The Rolling Stones look set to face an insurance battle when it comes to claiming money due to gigs cancelled in the wake of L'Wren Scott's death. Mick Jagger's partner committed suicide in March of this year, causing the band to postpone a number of their shows in Australia. BBC News reports that the band are attempting to claim $12.7 million (£7.9 million).

The Rolling Stones look set to face an insurance battle when it comes to claiming money due to gigs cancelled in the wake of L’Wren Scott’s death.

Mick Jagger‘s partner committed suicide in March of this year, causing the band to postpone a number of their shows in Australia. BBC News reports that the band are attempting to claim $12.7 million (£7.9 million).

The group had taken out a policy to be paid in the event shows were cancelled due to the death of family members or others, including Scott.

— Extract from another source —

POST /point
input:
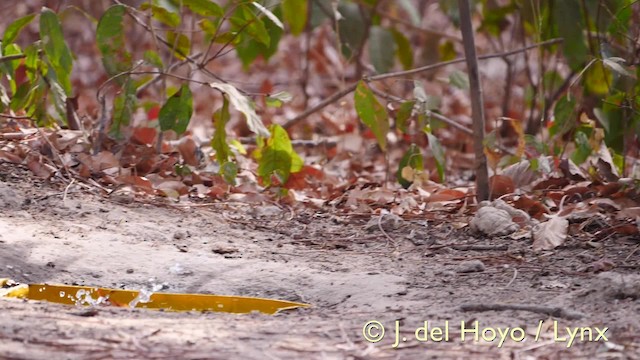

But underwriters say Scott’s death may not be covered by the policy, saying that Scott may have been suffering from a pre-existing mental condition. As such, the policy would be invalid. They are now looking into the state of Scott’s mental health, with a judge granting underwriters permission to gather information from Randall Bambrough, Scott’s brother. However, according to AP, Bambrough has said that he is unaware of the court case and has not yet been asked to provide any information.

The Rolling Stones postponed their tour of Australia and New Zealand following Scott’s death. The band are currently playing the rescheduled dates, but had to cancel a gig in Hanging Rock, Victoria over the weekend, as Mick Jagger was suffering from a sore throat.